The Kingdom of Saudi Arabia had last week said it would extend its voluntary production cuts of 1 million barrels daily of crude until the end of the year.
At the same time, the kingdom left its official selling prices for Asia unchanged for deliveries in the last month of the year as refiners’ margins weakened.
The two moves according to OilPrice.com, have prompted fresh doubts about the outlook for oil demand, with some expecting Saudi Arabia’s behaviour might indicate uncertainty about it. Oil demand and its future have become one of the great conundrums of our time.
Earlier this week, Saudi Arabia’s state energy major Aramco reported a 23% decline in profits for the third quarter, citing lower oil prices and lower sales—the latter a result of the voluntary cuts.
The result was expected, and, in fact, it was better than analysts had predicted. Yet, it did raise doubts about the robustness of oil demand down the road.
Reuters’ energy columnist Clyde Russell has become the latest to express these doubts, saying in a column this week that “The extension of the additional 1 million bpd cut is perhaps a tacit admission that crude oil demand isn’t as strong as OPEC has been expecting.”
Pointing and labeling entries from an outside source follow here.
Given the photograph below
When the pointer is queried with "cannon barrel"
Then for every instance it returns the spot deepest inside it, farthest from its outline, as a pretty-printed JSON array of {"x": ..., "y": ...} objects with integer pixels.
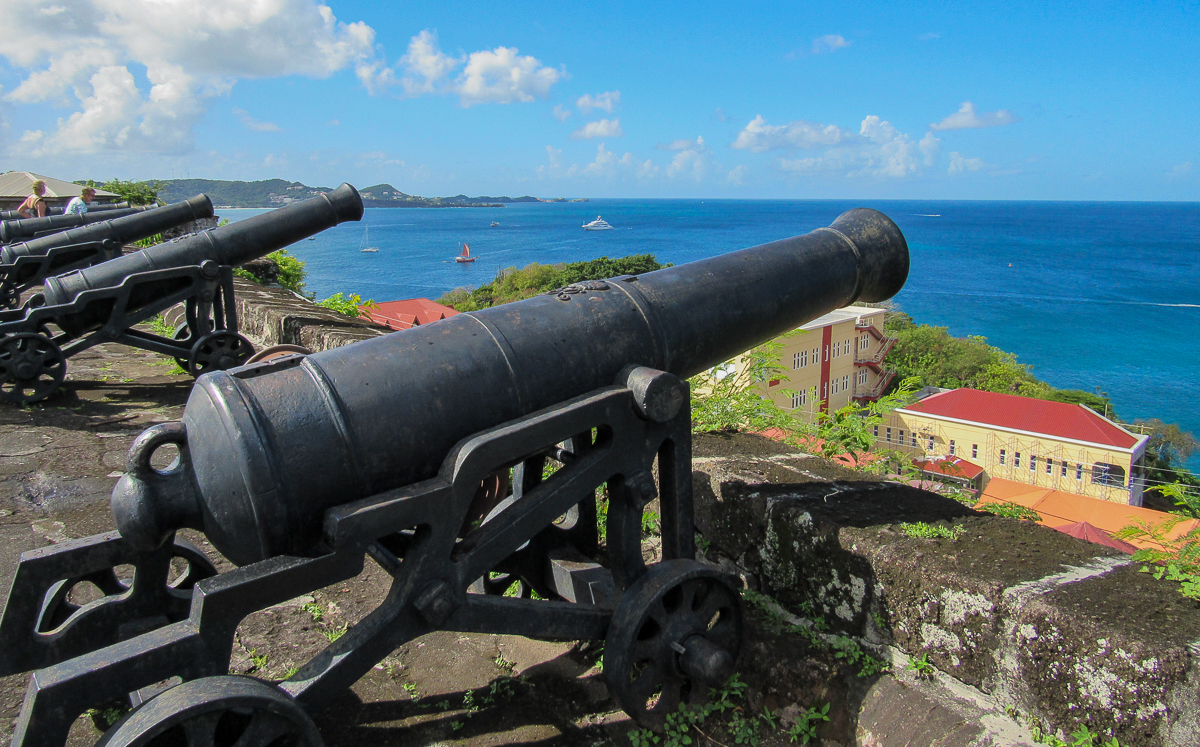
[
  {"x": 12, "y": 215},
  {"x": 233, "y": 244},
  {"x": 121, "y": 229},
  {"x": 265, "y": 452},
  {"x": 30, "y": 227}
]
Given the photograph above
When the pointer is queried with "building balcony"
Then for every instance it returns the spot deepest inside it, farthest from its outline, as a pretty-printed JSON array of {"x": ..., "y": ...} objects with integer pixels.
[
  {"x": 862, "y": 394},
  {"x": 873, "y": 359}
]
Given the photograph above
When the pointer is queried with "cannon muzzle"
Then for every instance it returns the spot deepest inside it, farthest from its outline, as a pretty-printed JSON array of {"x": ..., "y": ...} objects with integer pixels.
[
  {"x": 12, "y": 215},
  {"x": 233, "y": 244},
  {"x": 105, "y": 226},
  {"x": 31, "y": 227},
  {"x": 267, "y": 449}
]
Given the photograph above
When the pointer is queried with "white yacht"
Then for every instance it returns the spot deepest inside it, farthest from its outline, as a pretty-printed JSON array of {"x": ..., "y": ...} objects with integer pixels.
[{"x": 598, "y": 225}]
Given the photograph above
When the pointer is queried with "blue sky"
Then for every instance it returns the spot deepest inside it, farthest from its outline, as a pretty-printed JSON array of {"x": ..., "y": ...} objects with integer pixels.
[{"x": 937, "y": 100}]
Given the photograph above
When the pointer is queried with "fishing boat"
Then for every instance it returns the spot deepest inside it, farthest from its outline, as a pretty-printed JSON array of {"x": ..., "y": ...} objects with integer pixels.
[
  {"x": 366, "y": 240},
  {"x": 466, "y": 255}
]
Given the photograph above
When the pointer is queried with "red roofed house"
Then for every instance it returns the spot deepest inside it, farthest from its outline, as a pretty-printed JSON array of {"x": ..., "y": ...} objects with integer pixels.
[
  {"x": 1048, "y": 444},
  {"x": 405, "y": 314}
]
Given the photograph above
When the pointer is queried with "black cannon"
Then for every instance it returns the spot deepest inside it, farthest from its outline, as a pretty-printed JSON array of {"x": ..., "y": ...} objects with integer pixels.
[
  {"x": 35, "y": 227},
  {"x": 11, "y": 215},
  {"x": 465, "y": 458},
  {"x": 102, "y": 303},
  {"x": 29, "y": 263}
]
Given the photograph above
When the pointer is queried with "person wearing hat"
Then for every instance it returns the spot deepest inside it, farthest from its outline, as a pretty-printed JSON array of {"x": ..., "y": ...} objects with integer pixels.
[
  {"x": 35, "y": 202},
  {"x": 78, "y": 205}
]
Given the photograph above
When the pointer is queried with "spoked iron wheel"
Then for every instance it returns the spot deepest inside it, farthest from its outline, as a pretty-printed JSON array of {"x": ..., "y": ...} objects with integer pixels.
[
  {"x": 675, "y": 633},
  {"x": 225, "y": 711},
  {"x": 31, "y": 368},
  {"x": 217, "y": 352}
]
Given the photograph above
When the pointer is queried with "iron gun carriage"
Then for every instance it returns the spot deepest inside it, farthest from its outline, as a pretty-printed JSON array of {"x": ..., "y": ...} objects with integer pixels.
[
  {"x": 34, "y": 227},
  {"x": 463, "y": 456},
  {"x": 105, "y": 302},
  {"x": 27, "y": 264}
]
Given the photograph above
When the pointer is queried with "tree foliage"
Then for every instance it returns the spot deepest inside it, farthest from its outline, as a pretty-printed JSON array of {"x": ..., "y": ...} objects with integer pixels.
[
  {"x": 726, "y": 398},
  {"x": 514, "y": 285},
  {"x": 135, "y": 192}
]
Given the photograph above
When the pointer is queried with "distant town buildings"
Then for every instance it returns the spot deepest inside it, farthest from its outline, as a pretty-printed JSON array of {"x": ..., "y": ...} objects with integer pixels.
[
  {"x": 984, "y": 435},
  {"x": 406, "y": 314},
  {"x": 832, "y": 360}
]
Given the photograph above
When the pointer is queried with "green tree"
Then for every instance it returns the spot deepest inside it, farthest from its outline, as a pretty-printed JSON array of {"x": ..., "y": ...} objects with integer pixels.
[
  {"x": 726, "y": 396},
  {"x": 135, "y": 192}
]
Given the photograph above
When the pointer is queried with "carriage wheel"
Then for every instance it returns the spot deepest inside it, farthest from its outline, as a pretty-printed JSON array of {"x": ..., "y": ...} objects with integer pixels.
[
  {"x": 31, "y": 368},
  {"x": 222, "y": 711},
  {"x": 675, "y": 632},
  {"x": 219, "y": 351}
]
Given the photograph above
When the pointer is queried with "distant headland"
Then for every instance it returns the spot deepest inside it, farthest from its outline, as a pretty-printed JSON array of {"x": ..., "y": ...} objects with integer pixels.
[{"x": 277, "y": 192}]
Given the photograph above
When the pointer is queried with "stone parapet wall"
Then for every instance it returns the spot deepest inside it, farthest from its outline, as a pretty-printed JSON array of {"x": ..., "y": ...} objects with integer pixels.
[
  {"x": 277, "y": 316},
  {"x": 1030, "y": 619}
]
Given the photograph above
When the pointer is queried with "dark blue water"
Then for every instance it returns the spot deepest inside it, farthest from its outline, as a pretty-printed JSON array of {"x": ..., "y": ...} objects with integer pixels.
[{"x": 1091, "y": 294}]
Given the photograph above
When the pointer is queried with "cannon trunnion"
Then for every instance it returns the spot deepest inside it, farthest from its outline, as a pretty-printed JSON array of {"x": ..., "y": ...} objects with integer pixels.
[
  {"x": 103, "y": 303},
  {"x": 467, "y": 458}
]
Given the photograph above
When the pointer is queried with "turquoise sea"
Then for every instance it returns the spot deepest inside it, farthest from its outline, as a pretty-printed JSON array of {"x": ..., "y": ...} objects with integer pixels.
[{"x": 1091, "y": 294}]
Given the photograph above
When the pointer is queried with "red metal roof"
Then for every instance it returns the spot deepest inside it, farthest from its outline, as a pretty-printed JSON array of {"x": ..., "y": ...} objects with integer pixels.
[
  {"x": 405, "y": 314},
  {"x": 1024, "y": 413},
  {"x": 952, "y": 466}
]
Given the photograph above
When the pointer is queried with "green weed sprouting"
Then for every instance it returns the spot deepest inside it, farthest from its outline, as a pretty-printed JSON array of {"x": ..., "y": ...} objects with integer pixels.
[{"x": 919, "y": 530}]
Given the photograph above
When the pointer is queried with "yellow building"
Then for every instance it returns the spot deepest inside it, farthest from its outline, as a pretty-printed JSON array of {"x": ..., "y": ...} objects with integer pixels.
[
  {"x": 832, "y": 360},
  {"x": 1037, "y": 442}
]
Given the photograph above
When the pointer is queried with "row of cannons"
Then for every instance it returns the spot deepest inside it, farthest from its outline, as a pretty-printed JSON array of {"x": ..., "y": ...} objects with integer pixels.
[{"x": 462, "y": 458}]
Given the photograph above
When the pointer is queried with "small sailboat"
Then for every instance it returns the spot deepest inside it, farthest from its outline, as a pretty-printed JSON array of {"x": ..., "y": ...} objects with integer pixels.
[
  {"x": 366, "y": 240},
  {"x": 466, "y": 255}
]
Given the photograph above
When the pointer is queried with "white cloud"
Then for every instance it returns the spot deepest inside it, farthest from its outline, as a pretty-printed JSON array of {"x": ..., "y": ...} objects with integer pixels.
[
  {"x": 83, "y": 53},
  {"x": 490, "y": 76},
  {"x": 966, "y": 119},
  {"x": 605, "y": 101},
  {"x": 681, "y": 144},
  {"x": 829, "y": 42},
  {"x": 893, "y": 154},
  {"x": 879, "y": 150},
  {"x": 604, "y": 127},
  {"x": 759, "y": 137},
  {"x": 253, "y": 124},
  {"x": 694, "y": 161},
  {"x": 960, "y": 163},
  {"x": 929, "y": 148}
]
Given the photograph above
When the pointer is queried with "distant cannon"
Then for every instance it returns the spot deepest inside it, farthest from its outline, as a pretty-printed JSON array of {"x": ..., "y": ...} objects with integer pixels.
[
  {"x": 29, "y": 263},
  {"x": 11, "y": 215},
  {"x": 465, "y": 458},
  {"x": 35, "y": 227},
  {"x": 103, "y": 303}
]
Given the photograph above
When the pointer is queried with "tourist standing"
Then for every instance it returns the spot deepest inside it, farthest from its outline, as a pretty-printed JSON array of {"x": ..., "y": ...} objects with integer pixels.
[
  {"x": 78, "y": 205},
  {"x": 35, "y": 202}
]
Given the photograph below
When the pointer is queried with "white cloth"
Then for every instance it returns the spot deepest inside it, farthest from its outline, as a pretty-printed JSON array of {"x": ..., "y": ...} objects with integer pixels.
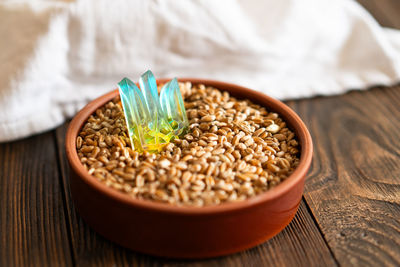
[{"x": 57, "y": 55}]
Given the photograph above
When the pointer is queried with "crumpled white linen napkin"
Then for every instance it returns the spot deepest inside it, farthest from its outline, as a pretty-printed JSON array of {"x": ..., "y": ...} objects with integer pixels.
[{"x": 57, "y": 55}]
It may well be the case that OPEC had overestimated oil demand, yet it is also possible that it is impossible for any player on the oil market to keep stock and hold sway over all the factors influencing prices.
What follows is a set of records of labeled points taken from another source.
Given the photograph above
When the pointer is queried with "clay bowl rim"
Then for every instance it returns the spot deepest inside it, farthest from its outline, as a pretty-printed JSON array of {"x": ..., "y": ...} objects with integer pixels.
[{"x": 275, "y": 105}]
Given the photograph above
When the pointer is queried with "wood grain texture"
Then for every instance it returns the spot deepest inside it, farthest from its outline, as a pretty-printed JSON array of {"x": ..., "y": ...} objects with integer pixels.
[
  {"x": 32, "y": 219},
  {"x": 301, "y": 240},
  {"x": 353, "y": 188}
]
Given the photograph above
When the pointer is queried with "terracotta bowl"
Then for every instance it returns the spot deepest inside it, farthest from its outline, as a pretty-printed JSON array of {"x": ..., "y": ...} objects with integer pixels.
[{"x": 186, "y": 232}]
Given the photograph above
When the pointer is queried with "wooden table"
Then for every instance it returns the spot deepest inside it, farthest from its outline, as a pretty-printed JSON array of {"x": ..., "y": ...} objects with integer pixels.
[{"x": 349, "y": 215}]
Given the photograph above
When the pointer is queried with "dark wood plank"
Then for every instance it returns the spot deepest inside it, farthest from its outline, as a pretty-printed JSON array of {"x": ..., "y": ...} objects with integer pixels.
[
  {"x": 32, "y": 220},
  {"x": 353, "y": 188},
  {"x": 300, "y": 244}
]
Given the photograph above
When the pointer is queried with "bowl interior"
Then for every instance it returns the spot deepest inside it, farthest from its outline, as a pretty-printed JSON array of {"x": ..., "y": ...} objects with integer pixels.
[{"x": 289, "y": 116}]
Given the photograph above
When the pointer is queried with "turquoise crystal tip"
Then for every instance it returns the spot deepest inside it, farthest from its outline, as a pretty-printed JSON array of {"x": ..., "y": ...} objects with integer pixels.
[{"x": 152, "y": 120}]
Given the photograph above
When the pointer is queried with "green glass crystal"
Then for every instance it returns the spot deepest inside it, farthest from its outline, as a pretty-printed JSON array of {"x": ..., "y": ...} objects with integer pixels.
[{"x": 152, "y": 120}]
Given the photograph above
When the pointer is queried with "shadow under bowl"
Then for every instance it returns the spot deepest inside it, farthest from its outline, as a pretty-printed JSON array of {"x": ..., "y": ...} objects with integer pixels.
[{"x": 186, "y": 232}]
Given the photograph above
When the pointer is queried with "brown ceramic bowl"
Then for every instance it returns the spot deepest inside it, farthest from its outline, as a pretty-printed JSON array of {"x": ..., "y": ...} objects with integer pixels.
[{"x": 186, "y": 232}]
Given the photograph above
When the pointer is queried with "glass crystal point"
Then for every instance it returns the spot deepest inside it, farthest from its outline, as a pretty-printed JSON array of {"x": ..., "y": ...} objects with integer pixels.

The latest price decline, for instance, is taking place amid weakening doubts about Middle East supply disruption because of the Israel war with Hamas.
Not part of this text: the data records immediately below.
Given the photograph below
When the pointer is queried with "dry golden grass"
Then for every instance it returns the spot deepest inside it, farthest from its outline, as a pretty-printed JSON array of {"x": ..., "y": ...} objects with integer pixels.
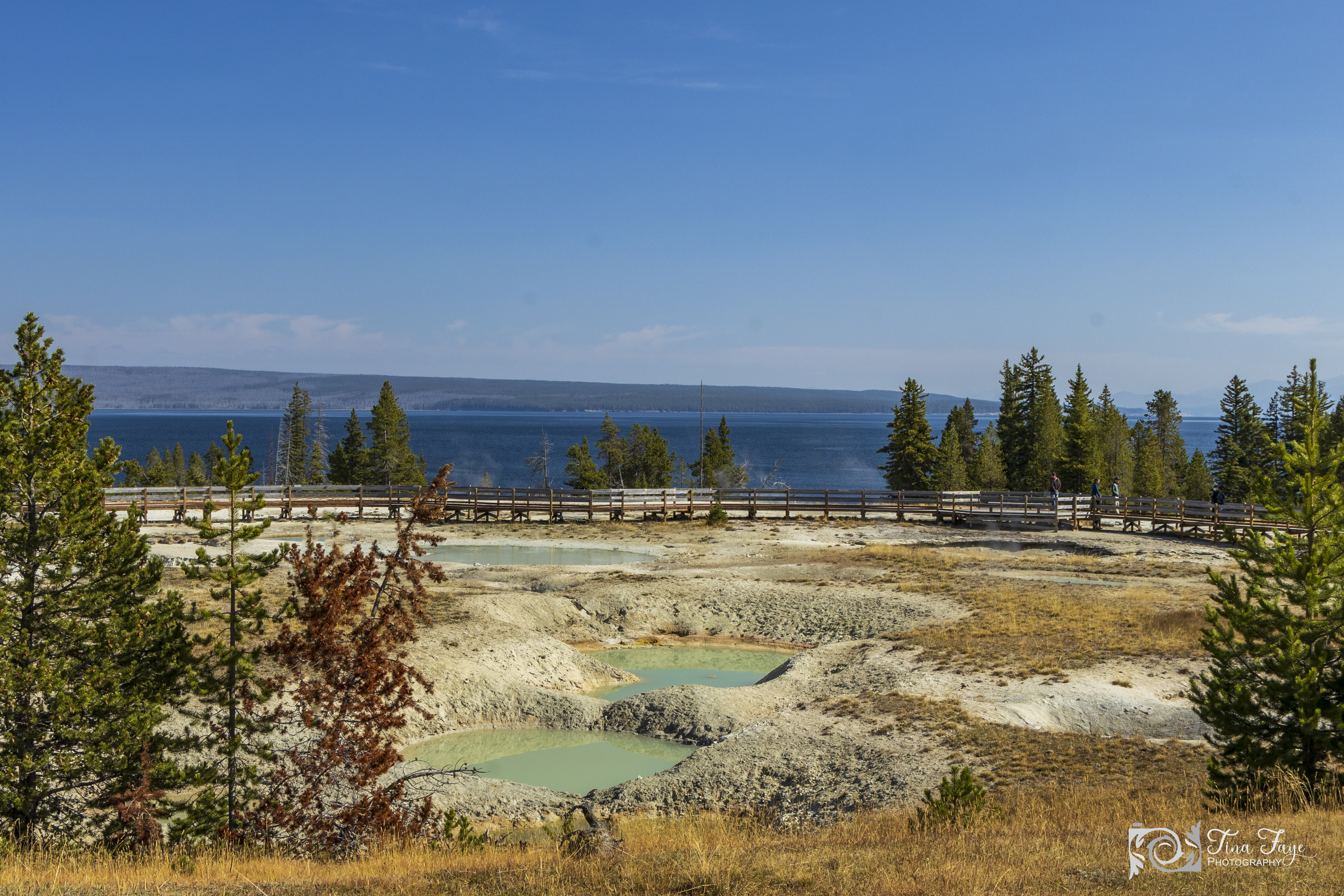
[
  {"x": 1034, "y": 628},
  {"x": 1041, "y": 841},
  {"x": 1009, "y": 756}
]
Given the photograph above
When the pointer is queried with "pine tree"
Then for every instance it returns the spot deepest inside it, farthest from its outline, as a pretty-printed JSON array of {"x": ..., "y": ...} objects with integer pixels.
[
  {"x": 1166, "y": 425},
  {"x": 349, "y": 464},
  {"x": 225, "y": 781},
  {"x": 612, "y": 451},
  {"x": 1273, "y": 694},
  {"x": 720, "y": 468},
  {"x": 292, "y": 453},
  {"x": 392, "y": 460},
  {"x": 987, "y": 472},
  {"x": 1240, "y": 455},
  {"x": 910, "y": 451},
  {"x": 581, "y": 471},
  {"x": 1148, "y": 461},
  {"x": 179, "y": 468},
  {"x": 1198, "y": 483},
  {"x": 1082, "y": 442},
  {"x": 158, "y": 475},
  {"x": 213, "y": 457},
  {"x": 1013, "y": 428},
  {"x": 951, "y": 469},
  {"x": 89, "y": 649},
  {"x": 1117, "y": 458},
  {"x": 195, "y": 471},
  {"x": 1045, "y": 421},
  {"x": 650, "y": 464}
]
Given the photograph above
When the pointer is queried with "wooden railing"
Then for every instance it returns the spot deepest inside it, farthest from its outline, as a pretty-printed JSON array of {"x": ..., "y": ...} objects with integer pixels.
[{"x": 483, "y": 503}]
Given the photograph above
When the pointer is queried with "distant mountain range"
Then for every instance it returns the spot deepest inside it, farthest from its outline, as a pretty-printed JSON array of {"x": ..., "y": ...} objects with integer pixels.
[{"x": 205, "y": 387}]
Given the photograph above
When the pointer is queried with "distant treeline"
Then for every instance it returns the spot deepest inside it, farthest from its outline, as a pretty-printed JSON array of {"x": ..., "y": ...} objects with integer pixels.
[
  {"x": 201, "y": 387},
  {"x": 1085, "y": 440}
]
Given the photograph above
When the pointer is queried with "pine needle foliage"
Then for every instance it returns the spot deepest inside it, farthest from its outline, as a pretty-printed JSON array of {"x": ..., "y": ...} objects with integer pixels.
[
  {"x": 912, "y": 455},
  {"x": 1275, "y": 694},
  {"x": 959, "y": 803},
  {"x": 230, "y": 733},
  {"x": 89, "y": 651},
  {"x": 583, "y": 471}
]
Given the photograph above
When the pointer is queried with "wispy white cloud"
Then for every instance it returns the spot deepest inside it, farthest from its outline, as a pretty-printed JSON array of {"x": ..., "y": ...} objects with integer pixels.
[
  {"x": 480, "y": 21},
  {"x": 1262, "y": 326}
]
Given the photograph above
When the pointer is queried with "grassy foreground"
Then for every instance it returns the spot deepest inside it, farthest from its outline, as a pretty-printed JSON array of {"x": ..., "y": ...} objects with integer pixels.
[{"x": 1042, "y": 841}]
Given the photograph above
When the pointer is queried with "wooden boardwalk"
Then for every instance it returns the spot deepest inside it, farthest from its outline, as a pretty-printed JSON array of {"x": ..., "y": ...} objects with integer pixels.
[{"x": 991, "y": 510}]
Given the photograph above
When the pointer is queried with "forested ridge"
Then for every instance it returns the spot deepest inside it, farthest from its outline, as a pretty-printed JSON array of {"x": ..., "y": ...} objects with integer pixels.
[{"x": 201, "y": 387}]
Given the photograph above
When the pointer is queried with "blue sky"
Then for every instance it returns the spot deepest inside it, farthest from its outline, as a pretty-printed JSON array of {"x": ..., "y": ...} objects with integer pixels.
[{"x": 830, "y": 194}]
In the West, the European Union recently held an emergency meeting to discuss the unenviable state of its fuel inventories and the possibility of setting up something like a strategic reserve of diesel. This does not exactly suggest a lower demand for oil and its products but rather a lower-than-desired supply.
At the same time, however, OPEC exports are on the rise, which has pressured prices as it might suggest there is ample supply, quenching fears about a shortage.